You work hard for your money, and every payday should feel rewarding. But if you feel more disappointed than celebratory because your final deposit is dwindled down by deductions and taxes, you may be missing some opportunities to maximize your paycheck. The net amount you receive every payday is not completely out of your control; there are a couple of things you can do to increase the amount of money you take home.
The first things you should investigate are cafeteria plans. Despite the name, cafeteria plans have nothing to do with cheap meals at work. This is a term used to describe medical spending or flex benefit plans. These plans are offered by some employers in addition to basic employee benefits. Cafeteria plans can be quite lucrative for employees, because the plans allow them to make contributions – using money from their pre-tax income – before the IRS takes their share.

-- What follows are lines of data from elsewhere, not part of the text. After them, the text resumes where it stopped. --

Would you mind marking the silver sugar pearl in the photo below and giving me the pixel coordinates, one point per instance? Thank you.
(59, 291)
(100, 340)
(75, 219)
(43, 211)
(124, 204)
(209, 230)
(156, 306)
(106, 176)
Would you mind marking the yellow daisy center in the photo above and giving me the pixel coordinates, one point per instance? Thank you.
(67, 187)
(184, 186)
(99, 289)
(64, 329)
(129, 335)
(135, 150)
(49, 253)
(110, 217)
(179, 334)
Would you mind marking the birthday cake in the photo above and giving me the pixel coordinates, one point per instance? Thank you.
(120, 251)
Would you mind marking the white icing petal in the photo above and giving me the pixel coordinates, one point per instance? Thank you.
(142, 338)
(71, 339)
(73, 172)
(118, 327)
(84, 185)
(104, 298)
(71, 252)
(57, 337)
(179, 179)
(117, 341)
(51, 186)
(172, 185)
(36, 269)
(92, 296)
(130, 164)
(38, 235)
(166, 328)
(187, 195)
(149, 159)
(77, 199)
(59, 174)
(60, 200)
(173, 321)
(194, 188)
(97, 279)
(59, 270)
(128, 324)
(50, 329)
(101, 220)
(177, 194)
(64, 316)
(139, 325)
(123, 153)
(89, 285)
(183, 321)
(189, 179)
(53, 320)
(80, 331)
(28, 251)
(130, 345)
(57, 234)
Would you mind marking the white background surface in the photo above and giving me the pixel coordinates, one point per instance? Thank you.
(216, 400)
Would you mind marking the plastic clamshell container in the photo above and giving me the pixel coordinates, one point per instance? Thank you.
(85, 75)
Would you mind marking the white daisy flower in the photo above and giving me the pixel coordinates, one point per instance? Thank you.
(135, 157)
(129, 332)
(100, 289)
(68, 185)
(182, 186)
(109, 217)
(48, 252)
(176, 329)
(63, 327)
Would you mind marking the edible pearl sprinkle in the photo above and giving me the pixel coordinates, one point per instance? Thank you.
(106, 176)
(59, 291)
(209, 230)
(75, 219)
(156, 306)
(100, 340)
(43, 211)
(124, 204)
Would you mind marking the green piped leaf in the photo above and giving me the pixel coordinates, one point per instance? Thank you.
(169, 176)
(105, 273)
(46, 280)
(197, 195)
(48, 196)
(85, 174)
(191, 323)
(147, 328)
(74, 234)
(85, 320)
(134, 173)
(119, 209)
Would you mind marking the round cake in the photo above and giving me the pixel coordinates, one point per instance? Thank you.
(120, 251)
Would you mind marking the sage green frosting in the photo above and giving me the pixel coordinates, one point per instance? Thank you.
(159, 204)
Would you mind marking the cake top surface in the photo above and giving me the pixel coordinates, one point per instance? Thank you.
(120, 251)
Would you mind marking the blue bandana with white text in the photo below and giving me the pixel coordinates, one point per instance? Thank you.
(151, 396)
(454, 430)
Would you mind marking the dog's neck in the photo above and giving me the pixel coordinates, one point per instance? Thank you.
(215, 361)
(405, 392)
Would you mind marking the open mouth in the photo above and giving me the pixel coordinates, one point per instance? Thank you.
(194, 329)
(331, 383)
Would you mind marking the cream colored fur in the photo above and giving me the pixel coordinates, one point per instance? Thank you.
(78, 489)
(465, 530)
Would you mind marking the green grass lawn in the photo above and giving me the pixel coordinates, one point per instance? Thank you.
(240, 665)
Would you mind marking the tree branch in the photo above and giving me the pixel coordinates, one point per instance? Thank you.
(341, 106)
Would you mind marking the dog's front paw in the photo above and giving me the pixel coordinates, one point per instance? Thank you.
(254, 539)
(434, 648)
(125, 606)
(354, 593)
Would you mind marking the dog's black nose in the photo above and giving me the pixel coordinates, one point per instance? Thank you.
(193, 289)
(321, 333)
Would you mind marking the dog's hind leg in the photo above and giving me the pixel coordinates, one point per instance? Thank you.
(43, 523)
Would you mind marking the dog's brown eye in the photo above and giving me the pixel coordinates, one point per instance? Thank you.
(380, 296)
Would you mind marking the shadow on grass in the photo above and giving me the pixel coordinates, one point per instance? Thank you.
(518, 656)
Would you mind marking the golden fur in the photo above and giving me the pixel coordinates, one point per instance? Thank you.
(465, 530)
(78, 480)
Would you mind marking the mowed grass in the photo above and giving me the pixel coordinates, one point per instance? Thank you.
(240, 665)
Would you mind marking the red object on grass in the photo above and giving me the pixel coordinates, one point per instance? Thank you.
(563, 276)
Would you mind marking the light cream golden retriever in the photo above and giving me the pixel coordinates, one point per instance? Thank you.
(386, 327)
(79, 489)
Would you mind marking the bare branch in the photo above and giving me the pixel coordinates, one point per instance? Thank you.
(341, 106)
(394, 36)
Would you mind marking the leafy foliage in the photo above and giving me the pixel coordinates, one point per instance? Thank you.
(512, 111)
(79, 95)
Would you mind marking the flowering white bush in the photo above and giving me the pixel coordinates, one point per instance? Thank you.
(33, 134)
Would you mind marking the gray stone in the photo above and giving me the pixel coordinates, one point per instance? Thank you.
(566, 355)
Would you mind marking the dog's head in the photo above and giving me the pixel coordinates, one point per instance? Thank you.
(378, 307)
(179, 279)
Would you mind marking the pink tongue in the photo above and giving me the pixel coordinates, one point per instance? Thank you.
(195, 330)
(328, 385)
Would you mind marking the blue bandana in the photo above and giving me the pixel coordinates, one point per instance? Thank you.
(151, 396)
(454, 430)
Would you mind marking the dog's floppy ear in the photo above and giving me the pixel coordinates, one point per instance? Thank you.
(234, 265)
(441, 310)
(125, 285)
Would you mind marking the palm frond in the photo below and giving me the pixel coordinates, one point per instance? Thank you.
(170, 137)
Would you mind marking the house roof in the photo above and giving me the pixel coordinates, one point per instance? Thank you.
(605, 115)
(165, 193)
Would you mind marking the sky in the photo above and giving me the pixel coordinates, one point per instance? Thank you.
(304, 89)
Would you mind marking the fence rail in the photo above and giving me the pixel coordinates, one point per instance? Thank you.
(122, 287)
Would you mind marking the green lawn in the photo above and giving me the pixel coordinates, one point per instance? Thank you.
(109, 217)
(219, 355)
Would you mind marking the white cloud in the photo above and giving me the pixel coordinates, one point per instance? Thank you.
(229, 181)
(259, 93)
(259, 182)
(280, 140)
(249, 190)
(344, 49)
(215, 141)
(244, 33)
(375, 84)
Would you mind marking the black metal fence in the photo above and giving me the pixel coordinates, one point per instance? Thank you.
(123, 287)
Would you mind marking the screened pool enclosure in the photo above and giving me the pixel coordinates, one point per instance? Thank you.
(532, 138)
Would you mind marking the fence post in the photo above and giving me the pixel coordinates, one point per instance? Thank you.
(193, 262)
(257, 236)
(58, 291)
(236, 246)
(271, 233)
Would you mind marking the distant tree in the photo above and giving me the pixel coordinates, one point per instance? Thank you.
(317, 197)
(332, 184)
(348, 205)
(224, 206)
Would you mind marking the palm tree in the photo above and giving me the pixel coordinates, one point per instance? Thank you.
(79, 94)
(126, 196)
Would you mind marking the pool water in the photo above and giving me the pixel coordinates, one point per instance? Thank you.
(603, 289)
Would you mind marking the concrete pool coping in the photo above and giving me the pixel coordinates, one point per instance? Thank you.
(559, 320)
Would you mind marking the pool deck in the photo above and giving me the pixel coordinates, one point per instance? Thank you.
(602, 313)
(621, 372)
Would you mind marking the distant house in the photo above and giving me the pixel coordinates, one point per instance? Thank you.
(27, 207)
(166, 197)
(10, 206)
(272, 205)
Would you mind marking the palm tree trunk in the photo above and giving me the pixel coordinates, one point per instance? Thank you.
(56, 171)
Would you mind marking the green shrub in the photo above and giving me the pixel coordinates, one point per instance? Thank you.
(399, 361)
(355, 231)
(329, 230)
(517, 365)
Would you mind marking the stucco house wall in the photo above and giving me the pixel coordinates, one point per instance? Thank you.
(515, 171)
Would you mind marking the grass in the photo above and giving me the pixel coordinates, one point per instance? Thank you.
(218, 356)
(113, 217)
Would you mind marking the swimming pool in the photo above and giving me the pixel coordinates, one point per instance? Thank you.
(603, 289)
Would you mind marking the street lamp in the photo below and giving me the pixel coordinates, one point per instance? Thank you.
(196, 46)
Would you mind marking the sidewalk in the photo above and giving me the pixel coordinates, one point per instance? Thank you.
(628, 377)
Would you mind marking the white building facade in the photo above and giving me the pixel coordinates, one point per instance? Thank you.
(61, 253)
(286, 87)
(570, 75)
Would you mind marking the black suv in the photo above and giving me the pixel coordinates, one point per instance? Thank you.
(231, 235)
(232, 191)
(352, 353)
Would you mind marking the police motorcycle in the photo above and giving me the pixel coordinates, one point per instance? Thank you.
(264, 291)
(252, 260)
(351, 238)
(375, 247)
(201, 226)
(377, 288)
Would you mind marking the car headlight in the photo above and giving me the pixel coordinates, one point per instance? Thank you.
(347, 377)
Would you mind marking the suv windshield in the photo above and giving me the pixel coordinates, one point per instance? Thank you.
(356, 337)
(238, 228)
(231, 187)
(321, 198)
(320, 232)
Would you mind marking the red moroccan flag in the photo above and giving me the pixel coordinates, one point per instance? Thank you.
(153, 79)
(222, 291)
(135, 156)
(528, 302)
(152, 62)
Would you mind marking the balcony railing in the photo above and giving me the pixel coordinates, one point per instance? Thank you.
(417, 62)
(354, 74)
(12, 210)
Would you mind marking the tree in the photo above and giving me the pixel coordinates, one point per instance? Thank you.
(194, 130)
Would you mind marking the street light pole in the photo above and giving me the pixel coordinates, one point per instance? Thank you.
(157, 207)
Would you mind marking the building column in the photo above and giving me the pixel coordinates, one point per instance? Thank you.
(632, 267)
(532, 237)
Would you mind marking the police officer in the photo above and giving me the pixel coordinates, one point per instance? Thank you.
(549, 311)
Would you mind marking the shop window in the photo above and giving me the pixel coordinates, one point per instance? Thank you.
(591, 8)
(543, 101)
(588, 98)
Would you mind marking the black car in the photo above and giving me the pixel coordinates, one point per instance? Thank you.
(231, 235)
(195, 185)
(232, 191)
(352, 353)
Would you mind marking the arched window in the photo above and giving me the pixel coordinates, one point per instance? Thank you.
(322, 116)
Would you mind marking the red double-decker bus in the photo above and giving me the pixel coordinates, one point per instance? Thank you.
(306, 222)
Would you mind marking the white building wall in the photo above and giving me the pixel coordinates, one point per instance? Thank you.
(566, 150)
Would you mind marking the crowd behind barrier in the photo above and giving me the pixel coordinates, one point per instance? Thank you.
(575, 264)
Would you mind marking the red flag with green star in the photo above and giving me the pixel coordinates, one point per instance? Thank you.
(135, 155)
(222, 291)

Essentially, employees making use of cafeteria plans receive an instant tax refund on money spent for qualified medical, dental and prescription expenses.
Qualified expenses within a cafeteria plan may include health care costs (those expenses not covered by basic health insurance), dependent care assistance, transportation or commuting costs, group term life insurance and possibly additional vacation days. These plans are authorized by the IRS and are a great way to maximize both your paycheck and your benefits coverage, because the plans lower your amount of taxable income, therefore lowering the amount of taxes withheld.
Similar to a cafeteria plan, some employers offer a Flexible Spending Arrangement or Flexible Spending Account (FSA). These plans also allow the employee to set aside payroll-exempt earnings, transferring them into an account designated for qualified expenses. FSAs are more restricted in terms of how that money may be used, and FSAs are generally limited to medical expenses. One advantage of the FSA is that these accounts may be accessible via a debit card, enabling employees to pay for medical costs directly from their FSA.
If you are not currently enrolled in plans such as these, talk with your supervisor or HR department representative to see if cafeteria plans or FSAs are available to you.
Another avenue to explore for maximizing your take-home pay is a retirement plan – such as a 401(k) – in which contributions are made to qualified investments before taxes are deducted. Even though your contributions are not taxed, it is important to remember that any amounts withdrawn from a 401(k) are taxed. Also, many employers offer matching funds that employees invest in their retirement plans, thus helping employees build their retirement nest even more quickly. If your employer does not offer a 401(k), a similar benefit may be obtained by investing in an Individual Retirement Account (IRA).
If you have already begun saving for your retirement but still need to increase your income, you may choose to reduce your 401(k) or retirement contributions. While this may seem drastic and unwise, it may be a successful temporary solution for those who need a short-term infusion of cash to get caught up on bills or debt. However, this should be done with extreme caution and with a commitment to resume contributions as soon as possible.
Even the smallest increases in your net income can result in big differences to your financial health, and if you have high-interest credit card debt to pay off, you’ll earn more in the long run by using some of those funds to pay down that debt.
You work hard for your money, so get more of what you earn, and make that money work for you.